Please let me know if more information, configurations or something is needed.

SteveMacenski commented 2 years ago

@AlexeyMerzlyakov can you take this one? Looks like another related issue that you're most recently familiar with this part of the codebase.

This does seem a little odd to be problematic, to my knowledge, nothing has changed in this part of the code from ROS 1 navigation, and I don't recall even running into this wrt Costmap2D in ROS 1. But for all I know, this could be a long-standing problem.

Can you run some experiment in the default bringup / map in order to show this? That would help if we could reproduce ourselves. You can relocalize the robot into any position on the map

AlexeyMerzlyakov commented 2 years ago

I've tried to reproduce the problem locally, but so far it's all works. @jonipol, could I ask you to share the results with default Nav2 bringup scripts? This indeed would be greatly helpful for us and allow to reproduce and understand the problem.

jonipol commented 2 years ago

I'm sorry I have not had time to try this out yet. I will be returning from a work trip next week and will try to allocate some time to investigate this issue as it is really weird one. We just did migration from foxy to galactic, and this issue came up on the galactic branch but did not happen in Foxy one. Will update here once I manage to try this out.

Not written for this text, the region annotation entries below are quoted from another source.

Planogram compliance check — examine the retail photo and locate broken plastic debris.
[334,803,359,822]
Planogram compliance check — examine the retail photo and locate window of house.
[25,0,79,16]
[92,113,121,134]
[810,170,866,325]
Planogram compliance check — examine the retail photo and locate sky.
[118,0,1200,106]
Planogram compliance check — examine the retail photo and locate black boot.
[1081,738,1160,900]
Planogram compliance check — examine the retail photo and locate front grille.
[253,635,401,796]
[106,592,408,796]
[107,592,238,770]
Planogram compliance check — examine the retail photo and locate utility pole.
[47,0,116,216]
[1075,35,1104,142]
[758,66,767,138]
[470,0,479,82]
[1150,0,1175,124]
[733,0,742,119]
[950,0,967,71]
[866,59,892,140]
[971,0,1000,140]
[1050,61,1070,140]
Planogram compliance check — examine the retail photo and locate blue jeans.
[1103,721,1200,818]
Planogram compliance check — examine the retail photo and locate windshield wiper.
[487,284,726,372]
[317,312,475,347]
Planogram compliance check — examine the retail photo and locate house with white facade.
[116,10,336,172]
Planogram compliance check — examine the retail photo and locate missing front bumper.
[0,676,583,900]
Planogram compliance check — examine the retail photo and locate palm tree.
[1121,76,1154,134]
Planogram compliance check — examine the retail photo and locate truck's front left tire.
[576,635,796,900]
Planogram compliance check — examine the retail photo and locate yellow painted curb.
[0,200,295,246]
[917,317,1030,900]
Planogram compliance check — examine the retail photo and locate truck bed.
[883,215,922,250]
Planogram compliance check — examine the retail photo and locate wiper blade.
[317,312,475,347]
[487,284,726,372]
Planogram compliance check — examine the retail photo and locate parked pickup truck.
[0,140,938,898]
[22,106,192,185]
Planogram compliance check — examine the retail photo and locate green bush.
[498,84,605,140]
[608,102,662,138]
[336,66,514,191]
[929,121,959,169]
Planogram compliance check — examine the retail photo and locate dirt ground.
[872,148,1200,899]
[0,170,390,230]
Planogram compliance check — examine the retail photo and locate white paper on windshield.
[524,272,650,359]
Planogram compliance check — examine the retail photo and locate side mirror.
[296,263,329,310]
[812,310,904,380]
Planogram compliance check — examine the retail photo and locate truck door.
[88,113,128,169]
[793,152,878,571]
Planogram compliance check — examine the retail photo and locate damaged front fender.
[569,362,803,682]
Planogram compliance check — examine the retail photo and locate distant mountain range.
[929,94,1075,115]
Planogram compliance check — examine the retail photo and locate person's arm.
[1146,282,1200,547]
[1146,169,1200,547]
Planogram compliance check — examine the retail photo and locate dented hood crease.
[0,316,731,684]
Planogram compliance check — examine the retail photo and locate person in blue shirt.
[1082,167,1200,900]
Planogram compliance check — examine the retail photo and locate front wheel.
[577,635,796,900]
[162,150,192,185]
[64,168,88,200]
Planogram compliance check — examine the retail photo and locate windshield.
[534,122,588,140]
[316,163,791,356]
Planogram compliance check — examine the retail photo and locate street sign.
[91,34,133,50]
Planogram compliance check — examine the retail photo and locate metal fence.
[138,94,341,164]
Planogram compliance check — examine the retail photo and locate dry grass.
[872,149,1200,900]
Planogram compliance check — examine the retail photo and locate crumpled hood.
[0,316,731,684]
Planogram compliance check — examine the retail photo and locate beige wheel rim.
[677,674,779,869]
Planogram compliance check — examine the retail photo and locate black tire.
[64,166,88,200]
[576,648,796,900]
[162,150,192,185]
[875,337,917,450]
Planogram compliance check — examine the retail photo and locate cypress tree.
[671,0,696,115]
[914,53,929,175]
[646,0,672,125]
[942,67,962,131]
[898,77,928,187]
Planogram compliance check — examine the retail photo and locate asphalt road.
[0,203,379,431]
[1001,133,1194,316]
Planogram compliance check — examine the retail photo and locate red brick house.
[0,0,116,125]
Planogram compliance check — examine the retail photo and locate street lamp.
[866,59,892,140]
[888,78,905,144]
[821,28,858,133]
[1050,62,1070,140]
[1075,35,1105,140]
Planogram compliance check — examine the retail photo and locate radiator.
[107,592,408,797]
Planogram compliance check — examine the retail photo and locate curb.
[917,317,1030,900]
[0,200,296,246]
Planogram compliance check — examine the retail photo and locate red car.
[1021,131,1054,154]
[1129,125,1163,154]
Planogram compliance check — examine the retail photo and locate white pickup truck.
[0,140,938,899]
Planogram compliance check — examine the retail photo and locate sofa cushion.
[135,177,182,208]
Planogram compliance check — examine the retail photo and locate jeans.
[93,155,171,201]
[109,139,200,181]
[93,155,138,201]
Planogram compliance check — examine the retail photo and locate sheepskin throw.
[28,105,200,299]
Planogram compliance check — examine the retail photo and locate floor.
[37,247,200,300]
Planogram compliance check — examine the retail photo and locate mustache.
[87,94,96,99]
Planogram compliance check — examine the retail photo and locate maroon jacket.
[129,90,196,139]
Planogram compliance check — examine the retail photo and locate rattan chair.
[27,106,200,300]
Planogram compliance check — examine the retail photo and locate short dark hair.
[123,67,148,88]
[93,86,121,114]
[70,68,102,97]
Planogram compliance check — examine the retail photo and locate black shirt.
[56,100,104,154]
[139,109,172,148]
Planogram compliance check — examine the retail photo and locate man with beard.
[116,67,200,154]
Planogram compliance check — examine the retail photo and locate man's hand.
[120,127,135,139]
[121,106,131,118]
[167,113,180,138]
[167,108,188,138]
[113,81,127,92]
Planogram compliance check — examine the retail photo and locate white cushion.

SteveMacenski commented 2 years ago

@jonipol can you try on main? Perhaps this is a bug that we already fixed in Rolling. @AlexeyMerzlyakov did you test with Galactic at tag 1.0.8 https://github.com/ros-planning/navigation2/releases/tag/1.0.8 to see if that's the case? I know you did some work on this recently that might not have been backport-able.

AlexeyMerzlyakov commented 2 years ago

@AlexeyMerzlyakov did you test with Galactic at tag 1.0.8 https://github.com/ros-planning/navigation2/releases/tag/1.0.8 to see if that's the case?

Today I've re-built nav2 stack for this tag (in a VM with Galactic installed from deb-packages) and tried to reproduce the problem moving robot to the edge of both: global and local costmaps. In case if robot inside costmap boundaries, nothing happens. In case if robot is slightly out of costmap, appropriate server (controller or planner) reports this, but still no crashes or segfaults. I've also tried to move robot to the edges of global costmap having negative X or Y coordinates. Still no effect: Screenshot_2022-03-18_14-51-25

@jonipol, it is not finally clear what does "Move robot near the edge of costmap" mean? Does it mean robot is moving on the costmap using "2D pose esitmate" RViz command or is it physical move: immediate changing of robot coordinates in a Gazebo?

jonipol commented 2 years ago

Sorry for unclear explanation. In this case both work, giving pose estimate and navigating the robot near edge of global costmap.

Today I managed to do some digging into this one. Tried the default config for global costmap. Corrected topic and was not able to get the crash. Did some comparisons and more testing. Found out that setting raytrace_min_range > 0.0 (0.2 in my case) makes the crash happen for me.

AlexeyMerzlyakov commented 2 years ago

@jonipol, thank you for pointing out raytrace_min_range! Confirmed the problem for TB3 standard simulation on both: Galactic and Rolling releases. I'll continue investigation/debugging on next week and give more details as they will be appeared.

AlexeyMerzlyakov commented 2 years ago

There are two versions of raytraceLine()/bresenham() algorithms. One is placed in nav2_voxel_grid/include/nav2_voxel_grid/voxel_grid.hpp and used for 3D space voxel grids. Another - in nav2_costmap_2d/include/nav2_costmap_2d/costmap_2d.hpp which is used for 2D costmaps. The root cause of this problem is in 2D space and it is the same as was fixed in #2460 but for 3D version of Bresenham algorithm: incorrect component shift in length calculation inside raytraceLine() routine, which leads to negative shifts of costmap_ array for some cases.

So, all related bugfixes were (partially) back-ported from 3D raytraceLine() to 2D version of algorithms in #2857. Local verification shown the problem disappeared on my side. @jonipol, could you please check: does the fix proposed work on your side?

jonipol commented 2 years ago

Yes, the proposed fix does solve the issue on hand for me!